Migrating to Drupal 8

Together with my Webikon.com partner, Gabriel, facing the North.

Together with my Webikon.com partner, Gabriel, facing the North

Case type:

Service area: 

Technologies:

Alkuvoima+East Group, a Finnish strategic digital marketing agency, invited us to join one of their interesting events in Helsinki. We were asked to present some hot topics like: ‟Drupal 8 — What’s Cooking?”, ‟Migrate to Drupal 8” and ‟Drupal 8 as a mobile backend” along with another cutting-edge presentation: ‟Drupal and Apache Stanbol”. The big interest aroused by the ‟Migrate to Drupal 8” topic inspired me to elaborate on this subject. Here we go.

Table of Contents

  1. Table of Contents
  2. Disclaimer
  3. A Bit of History
    1. Update vs. Upgrade
    2. Migrate (contrib module)
    3. Migrate in Core
  4. Basics
    1. The (Good) Migration System
    2. The Flow
    3. Components
  5. The Anatomy of a Migration
    1. The Module
    2. Migrations
    3. Roles
    4. Users
    5. Content
  6. Running Migrations
  7. Credits
  8. Author
  9. Change Log

Disclaimer

At the time when writing this article the Migrate System is under heavy development. Some of the features or API may change in the near future. The last unstable version of the system is hosted in a sandbox project at. Not all the current work is pushed yet to Drupal 8 core.

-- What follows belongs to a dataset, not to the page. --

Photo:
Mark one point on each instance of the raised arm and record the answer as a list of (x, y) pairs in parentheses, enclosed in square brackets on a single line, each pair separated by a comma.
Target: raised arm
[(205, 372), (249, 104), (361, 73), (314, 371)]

As new features and fixes will be added, I will update the article. Check the Change Log to see what's new.

A Bit of History

Update vs. Upgrade

Update is the process of updating Drupal from one minor version to another minor version, for example Drupal 7.23 to 7.24. The upgrade process occurs when Drupal moves from a major version to another major version (Drupal 7.x to 8.x). Until the 8.x release, Drupal has used the upgrade path in order to perform major version upgrades. This is documented at drupal.org/upgrade. The process has proved to be very difficult. On complex sites, the upgrade was almost impossible.

Migrate (contrib module)

The Migrate module is in service since 2009. It was not built necessarily for Drupal upgrades but due to its flexibility it can be used for this purpose, too. Basically any kind of data can be migrated into Drupal 6 or 7 using this great module.

Migrate in Core

At Drupalcon Prague 2013 Dries announced the switch to a migrate-based upgrade by moving the Migrate module into Drupal core. Károly Négyesi (chx) was named core maintainer for the Migrate module. The development started in a sandbox project. A big portion of the code and the interaction between the elements is brand new. However, there’s still a significant part of it coming straight from D7: highwater marks, track changes, id map.

Basics

Before jumping into details, let’s see what a migration system really means. In this section I will try to familiarize you with some migration concepts just to make sure we’re on the same page.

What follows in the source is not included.